His father, who dies in the book, is very much alive, however, and "a shameless promoter" of Kite Runner, according to Hosseini.
His initial spark to write the book was from a CNN report that said the Taliban had banned kite flying. "I thought it unusually cruel."
Initially a short story, Kite Runner was rejected by the likes of Esquire and The New Yorker. Then, in 2001, a friend suggested he expand it into a novel. Spiegel helped him rework the last third of his manuscript, "which isn't all that unusual with a first novel," she says.
Last week, the book got its debut as a stage presentation in New York as part of American Place Theatre's "Literature to Life" program.
Actor Aasif Mandvi gave a moving monologue of some of the more poignant sections of the book and afterward called it "amazing storytelling. ... It's about human beings. It's about redemption, and redemption is a powerful theme."
From book to stage to screen
The book's stage adaptation is scheduled for schools in Los Angeles, Washington, D.C., Cleveland and Tucson; other schools can get more information at the American Place Theatre's Web site (www.americanplacetheatre.org).
As for the DreamWorks movie, Hosseini has read the script and likes it, and has made only a few suggestions.
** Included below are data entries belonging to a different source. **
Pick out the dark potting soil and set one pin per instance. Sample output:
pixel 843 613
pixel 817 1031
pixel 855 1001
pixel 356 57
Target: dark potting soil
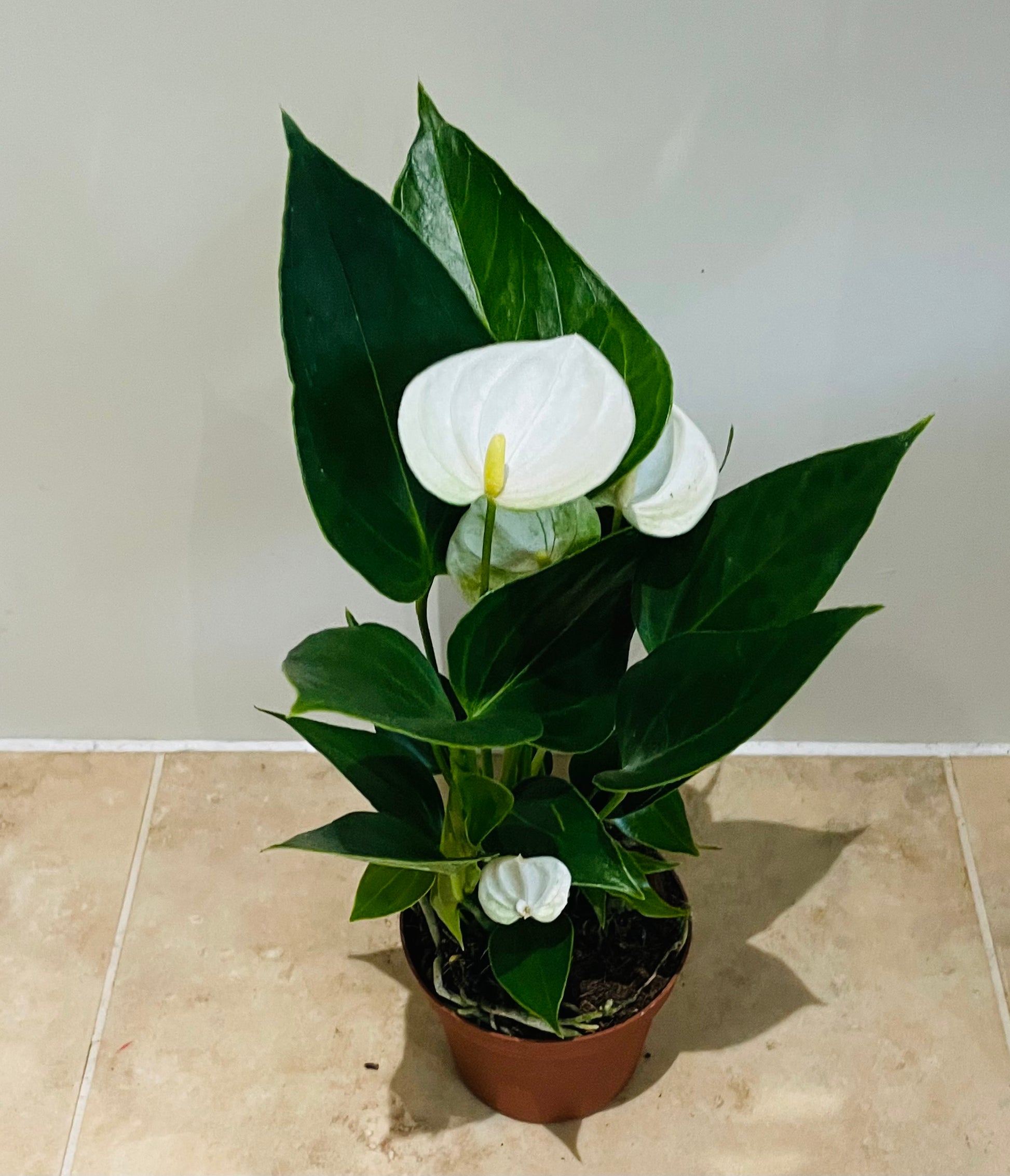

A production date and cast are yet to be announced.
His next novel, Dreaming in Titanic City, also based in Afghanistan, is the tale of a 30-year friendship between two women, a story of "how human beings behave ... how they can be great and how they can be horrible."
He's happy with the way it's "rolling along" (he should be finished next spring) and happier that the protagonists are women.
"That should put the end to the autobiographical question once and for all."